One I like is to say that lots of agents means too much checks for legitimate users, too many false positives, but above all redudancy with agents scanning one another.
If you've got 2 users but 500 agents, the agents will spend a lot of time scanning each other (which is required to prevent a hacker/hacking agent from hiding as a legitimate ICE) and the users might be able to get away unnoticed, whereas 2 users with 1 agent will have the agent scan each user for sure.
So you scale the number of agents with the number of users.
Ryu
Aug 24 2007, 10:22 AM
By the rules, there is no reason to not have the agent horde.
Still the corps won´t invest heavily into something they don´t need. PC hackers tend to be experienced specialists with good equipment, not the kind of opposition most matrix security will be concerned with. And upkeep causes costs, even if the game does not have rules for it. So the corp will be interested in low maintenance security.

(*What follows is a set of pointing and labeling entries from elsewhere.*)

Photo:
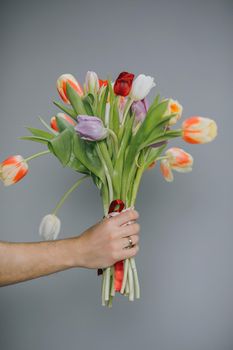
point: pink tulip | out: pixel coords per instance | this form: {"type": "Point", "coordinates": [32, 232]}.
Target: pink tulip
{"type": "Point", "coordinates": [61, 86]}
{"type": "Point", "coordinates": [176, 159]}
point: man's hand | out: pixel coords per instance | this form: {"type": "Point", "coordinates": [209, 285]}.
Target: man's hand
{"type": "Point", "coordinates": [99, 246]}
{"type": "Point", "coordinates": [104, 243]}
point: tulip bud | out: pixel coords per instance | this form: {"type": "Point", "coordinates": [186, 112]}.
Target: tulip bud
{"type": "Point", "coordinates": [141, 87]}
{"type": "Point", "coordinates": [91, 128]}
{"type": "Point", "coordinates": [140, 109]}
{"type": "Point", "coordinates": [174, 107]}
{"type": "Point", "coordinates": [91, 82]}
{"type": "Point", "coordinates": [49, 227]}
{"type": "Point", "coordinates": [13, 169]}
{"type": "Point", "coordinates": [177, 159]}
{"type": "Point", "coordinates": [61, 86]}
{"type": "Point", "coordinates": [123, 84]}
{"type": "Point", "coordinates": [53, 121]}
{"type": "Point", "coordinates": [199, 130]}
{"type": "Point", "coordinates": [122, 103]}
{"type": "Point", "coordinates": [152, 165]}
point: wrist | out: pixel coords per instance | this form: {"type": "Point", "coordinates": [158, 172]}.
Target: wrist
{"type": "Point", "coordinates": [75, 255]}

If one or two ICs do not deter the intruder, shutting down the system is cheaper than swamping it with agents. Even complex sites can - if build the right way - severe their matrix connection by shutting down a few select nodes.
hobgoblin
Aug 24 2007, 10:37 AM
QUOTE |
shutting down the system |
and here we are back at the (d)dos issue...
Tarantula
Aug 24 2007, 02:29 PM
QUOTE (Blade) |
There are a lot of ways to explain why agent armies aren't possible (if you want to go that way). One I like is to say that lots of agents means too much checks for legitimate users, too many false positives, but above all redudancy with agents scanning one another.

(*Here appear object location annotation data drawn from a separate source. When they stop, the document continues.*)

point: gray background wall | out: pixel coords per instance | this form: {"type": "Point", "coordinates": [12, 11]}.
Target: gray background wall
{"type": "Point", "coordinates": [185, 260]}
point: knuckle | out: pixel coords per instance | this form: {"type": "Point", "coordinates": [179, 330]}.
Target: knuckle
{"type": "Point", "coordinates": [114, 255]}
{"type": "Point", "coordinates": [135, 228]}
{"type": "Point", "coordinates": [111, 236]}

If you've got 2 users but 500 agents, the agents will spend a lot of time scanning each other (which is required to prevent a hacker/hacking agent from hiding as a legitimate ICE) and the users might be able to get away unnoticed, whereas 2 users with 1 agent will have the agent scan each user for sure. So you scale the number of agents with the number of users. |
What are you talking about? Its a matrix perception check. Globally, on the entire node every time it goes. I'm now of the opinion its once per new addition. So, as each agent loads on, the previous agents get a perception check to notice the new agents. Once they're all loaded, all 500 of them get one perception check each for anyone new in the node. If they defeat the stealth, they can trigger an alert and show the other agents who the intruder is (like 1 guard from a group noticing the sneaking adept, so he goes, "YOU! STOP!" and points, while the other guards go, "huh? hey, theres a guy over where bob is pointing.")

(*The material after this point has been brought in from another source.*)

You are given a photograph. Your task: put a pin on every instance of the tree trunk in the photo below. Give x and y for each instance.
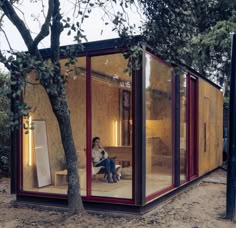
(61, 111)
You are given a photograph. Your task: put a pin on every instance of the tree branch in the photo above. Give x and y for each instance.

Also, theres no such thing as false positives. Anyone who logs in with a valid logon/passcode will scan as valid. Period.
Blade
Aug 24 2007, 02:38 PM
Oh, yeah, I forgot that it only works with the way I consider Matrix perception and ICE checks.
False positives can happen if an agent glitches his perception check (and with 500 agents checking each time someone's connectnig, it might happen frequently).
Tarantula
Aug 25 2007, 04:56 AM
So what? Every couple of times a legitimate user logs in, and gets booted off, reboots his machine and tries again. Write it off as "those damn computers". Plenty of IT people currently have that attitude.